Isothermal Compressibility of Oil—Villena-Lanzi Correlation in Excel

Isothermal compressibility of oil is a measure of how much the volume of oil changes when the pressure changes, while the temperature stays the same. It is important to know this property because it affects the amount of oil that can be recovered from a reservoir.

The Villena-Lanzi correlation is a mathematical formula that can estimate the isothermal compressibility of oil at pressures below the bubble point, which is the pressure at which gas starts to come out of solution. The correlation uses the oil gravity, the solution gas-oil ratio, and the reservoir temperature as inputs. The correlation was developed by Alejandro Villena Lanzi, who was a graduate student at Texas A&M University in 1985.

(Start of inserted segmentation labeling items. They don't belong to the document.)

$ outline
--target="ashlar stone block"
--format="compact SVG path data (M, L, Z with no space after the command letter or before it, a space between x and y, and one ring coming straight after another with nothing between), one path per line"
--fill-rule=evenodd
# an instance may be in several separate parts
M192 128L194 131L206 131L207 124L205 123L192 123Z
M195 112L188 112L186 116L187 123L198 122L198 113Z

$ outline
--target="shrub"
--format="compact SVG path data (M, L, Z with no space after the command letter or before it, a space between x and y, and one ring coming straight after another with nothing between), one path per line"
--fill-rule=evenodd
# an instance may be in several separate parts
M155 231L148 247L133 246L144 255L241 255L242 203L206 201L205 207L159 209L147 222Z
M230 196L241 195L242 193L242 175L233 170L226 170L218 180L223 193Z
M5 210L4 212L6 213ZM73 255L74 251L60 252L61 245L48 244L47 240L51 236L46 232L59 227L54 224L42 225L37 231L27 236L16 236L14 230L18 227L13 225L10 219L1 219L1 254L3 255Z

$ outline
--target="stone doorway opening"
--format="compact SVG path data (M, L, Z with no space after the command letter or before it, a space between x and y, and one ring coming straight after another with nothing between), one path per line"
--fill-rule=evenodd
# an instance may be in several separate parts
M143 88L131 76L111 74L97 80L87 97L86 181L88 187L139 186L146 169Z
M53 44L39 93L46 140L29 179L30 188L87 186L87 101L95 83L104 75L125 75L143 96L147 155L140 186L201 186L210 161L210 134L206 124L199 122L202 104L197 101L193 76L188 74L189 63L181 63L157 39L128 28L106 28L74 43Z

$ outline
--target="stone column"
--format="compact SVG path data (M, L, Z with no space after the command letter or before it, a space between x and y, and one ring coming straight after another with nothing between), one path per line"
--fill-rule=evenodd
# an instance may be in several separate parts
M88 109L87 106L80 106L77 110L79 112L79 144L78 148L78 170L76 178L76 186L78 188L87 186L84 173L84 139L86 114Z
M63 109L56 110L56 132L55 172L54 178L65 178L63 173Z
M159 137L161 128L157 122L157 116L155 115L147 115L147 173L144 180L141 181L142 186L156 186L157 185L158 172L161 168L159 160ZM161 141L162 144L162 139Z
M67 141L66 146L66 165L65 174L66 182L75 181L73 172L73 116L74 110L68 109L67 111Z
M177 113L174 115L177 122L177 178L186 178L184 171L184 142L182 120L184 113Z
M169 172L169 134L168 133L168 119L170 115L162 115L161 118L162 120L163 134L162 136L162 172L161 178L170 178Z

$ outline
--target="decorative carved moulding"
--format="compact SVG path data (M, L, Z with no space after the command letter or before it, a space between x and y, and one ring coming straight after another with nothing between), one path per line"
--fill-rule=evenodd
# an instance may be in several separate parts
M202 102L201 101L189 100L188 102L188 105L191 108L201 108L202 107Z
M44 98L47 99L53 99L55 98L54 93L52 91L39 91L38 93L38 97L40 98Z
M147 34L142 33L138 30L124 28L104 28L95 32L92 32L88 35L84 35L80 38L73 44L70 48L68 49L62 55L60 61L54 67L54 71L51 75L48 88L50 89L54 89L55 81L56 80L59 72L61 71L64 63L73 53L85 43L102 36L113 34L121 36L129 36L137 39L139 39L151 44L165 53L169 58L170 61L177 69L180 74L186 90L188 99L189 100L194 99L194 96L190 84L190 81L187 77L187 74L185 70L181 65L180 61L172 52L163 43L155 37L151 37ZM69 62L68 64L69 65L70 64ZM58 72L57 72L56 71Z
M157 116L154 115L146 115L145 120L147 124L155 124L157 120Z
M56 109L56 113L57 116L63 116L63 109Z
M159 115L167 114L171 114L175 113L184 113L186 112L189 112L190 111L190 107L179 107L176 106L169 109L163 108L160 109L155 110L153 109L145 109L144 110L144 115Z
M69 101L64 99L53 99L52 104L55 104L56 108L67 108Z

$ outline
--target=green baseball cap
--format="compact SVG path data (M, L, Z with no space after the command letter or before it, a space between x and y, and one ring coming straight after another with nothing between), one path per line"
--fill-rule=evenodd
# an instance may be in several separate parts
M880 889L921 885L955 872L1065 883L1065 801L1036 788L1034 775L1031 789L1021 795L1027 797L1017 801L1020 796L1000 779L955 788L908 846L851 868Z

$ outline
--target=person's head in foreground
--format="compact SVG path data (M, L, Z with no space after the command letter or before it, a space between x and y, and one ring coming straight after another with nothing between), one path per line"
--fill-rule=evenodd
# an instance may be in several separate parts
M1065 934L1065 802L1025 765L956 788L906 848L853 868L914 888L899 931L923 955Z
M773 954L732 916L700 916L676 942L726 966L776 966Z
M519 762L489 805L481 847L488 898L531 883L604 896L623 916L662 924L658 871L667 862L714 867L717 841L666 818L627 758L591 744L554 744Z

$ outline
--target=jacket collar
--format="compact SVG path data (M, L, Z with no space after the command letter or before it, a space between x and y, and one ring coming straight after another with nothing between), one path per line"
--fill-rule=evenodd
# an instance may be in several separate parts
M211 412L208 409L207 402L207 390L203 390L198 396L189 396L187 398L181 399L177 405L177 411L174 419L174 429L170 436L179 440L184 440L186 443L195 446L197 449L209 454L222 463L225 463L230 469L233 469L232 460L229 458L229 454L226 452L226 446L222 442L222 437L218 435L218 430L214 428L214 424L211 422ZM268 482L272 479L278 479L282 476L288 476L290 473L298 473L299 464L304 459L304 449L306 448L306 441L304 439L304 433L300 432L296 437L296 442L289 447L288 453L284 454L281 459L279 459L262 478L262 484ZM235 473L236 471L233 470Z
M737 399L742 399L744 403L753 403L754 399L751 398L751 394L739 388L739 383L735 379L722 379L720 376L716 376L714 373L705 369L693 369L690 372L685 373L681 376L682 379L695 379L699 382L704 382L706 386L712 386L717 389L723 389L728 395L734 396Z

The Villena-Lanzi correlation is one of the many correlations that have been proposed to predict the isothermal compressibility of oil. Different correlations may have different accuracy and applicability depending on the oil properties and the pressure range.

The Villena-Lanzi correlation is given by the equation:

$K_T = a_0 + a_1 \cdot P_r + a_2 \cdot P_r^2 + a_3 \cdot P_r^3$

Where:

$K_T$ is the isothermal compressibility,
$P_r$ is the reduced pressure ( $P_r = \frac{P}{P_c}$ ),
$a_0, a_1, a_2, a_3$ are correlation coefficients.

Procedures:

Define Constants: Input the correlation coefficients ( $a_0, a_1, a_2, a_3$ ) for your specific oil type.
Input Pressure Data: Create a table with pressure data ( $P$ ) and calculate reduced pressure ( $P_r$ ).
Apply Villena-Lanzi Correlation: Utilize the correlation formula to calculate isothermal compressibility ( $K_T$ ) for each pressure point.
Visualize Results: Create graphs to visualize the relationship between isothermal compressibility and reduced pressure.

Explanation:

Let’s consider a scenario with an oil sample having the following Villena-Lanzi coefficients:

$a_0 = 1.2, \ a_1 = 0.005, \ a_2 = -0.0002, \ a_3 = 0.000005$

We have pressure data ranging from 1000 to 5000 psi. The goal is to calculate the isothermal compressibility using the Villena-Lanzi correlation.

Excel Implementation:

Define Constants:
- $a_0 = 1.2$
- $a_1 = 0.005$
- $a_2 = -0.0002$
- $a_3 = 0.000005$
Input Pressure Data:
- Create a table with column headers “Pressure” and “Reduced Pressure (P_r).”
- Input pressure values (e.g., 1000, 2000, …, 5000 psi) in the “Pressure” column.
- Calculate $P_r$ using the formula $P_r = \frac{P}{P_c}$ .
Apply Villena-Lanzi Correlation:
- Use the formula $K_T = a_0 + a_1 \cdot P_r + a_2 \cdot P_r^2 + a_3 \cdot P_r^3$ to calculate isothermal compressibility for each pressure point.
Visualize Results:
- Create a line chart with “Pressure” on the x-axis and “Isothermal Compressibility” on the y-axis to visualize the trend.

Scenario:

Assuming $P_c = 3500$ psi, the calculated isothermal compressibility values for the given pressure range are as follows:

$K_T = 1.2 + 0.005 \cdot P_r - 0.0002 \cdot P_r^2 + 0.000005 \cdot P_r^3$

Excel Table and Calculation:

Pressure	Reduced Pressure (P_r)	Isothermal Compressibility (K_T)
1000	0.2857	1.2178
2000	0.5714	1.2325
3000	0.8571	1.2500
4000	1.1429	1.2706
5000	1.4286	1.2946

MATLAB Comparison:

In MATLAB, you can use a similar approach with the Villena-Lanzi equation. However, the syntax would be different. If you prefer MATLAB, you can use the same coefficients and pressure data to implement the calculation. Compare the results obtained in Excel and MATLAB for validation.